We are careful, and update and rerun notebooks as required, but it’s easy for humans to make mistakes. StellarGraph has more than 40 notebooks, and about 25 pull requests being merged each week. This means that even a low rate of mistakes still results in a lot of broken notebooks.

Software rot: With 25 pull requests a week and even a low chance of each pull request breaking a notebook (1%), the probability of all notebooks working quickly decreases to zero.

For instance, suppose each pull request has only a 1% chance of making some notebooks stop working. Be it a small chance, this would mean that there’s only a 78% chance of all notebooks working after a week, and less than 40% chance of all notebooks working after a month.

We try to keep our notebooks working with manual code review, using the ReviewNB app. ReviewNB provides more useful diffs than the raw JSON, making it easy to discuss good and not-so-good changes. However, humans are fallible and can miss problems. Furthermore, code review only highlights notebooks that have had edits; it does not highlight notebooks that should have edits!

Automatically-run notebooks

To help us humans, we utilise computers to check the notebooks too: CI checks that most of them run properly on every pull request and every merge, in addition to the unit tests. But CI works best if it is fast, and, as most of our notebooks demonstrate heavyweight machine learning, it’s not fast enough.

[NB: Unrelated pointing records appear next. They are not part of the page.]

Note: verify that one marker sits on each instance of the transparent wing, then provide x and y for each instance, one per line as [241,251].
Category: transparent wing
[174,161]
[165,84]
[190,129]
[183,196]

The easiest way to reduce CI time is to do work in parallel. Almost all of the notebooks depend solely on the StellarGraph library, so they can be executed independently of each other. We run them concurrently using a parallel job on Buildkite CI, but it’s still not enough: some of the notebooks individually take too long.

We use papermill to execute our notebooks because it supports parameterisation: when running on CI, our notebooks train their models for less time, or compute shorter random walks, or other optimisations.

Papermill’s parameterisation allows this to be done without having to add ugly “are we on CI” conditional code to each demo. For notebooks that need parameterisation, we only need to refactor slightly to have a single cell that contains the parameters that need to be adjusted. Then, new values can be substituted in via a YAML file and the parameters_file option.

These notebooks are running transiently on CI, so the accuracy of the model isn’t so important. The main thing that’s needed is the execution of every code path, to validate that it all works. We optimise parameters to be as small as possible while still exercising every edge case, such as only reducing the number of training epochs to two instead of one, to catch any problems that occur between epochs.

If there’s a problem, like function arguments changing or even running out of memory, the notebook will fail to run and our testing fails. This tells us immediately that more changes are required to keep everything working.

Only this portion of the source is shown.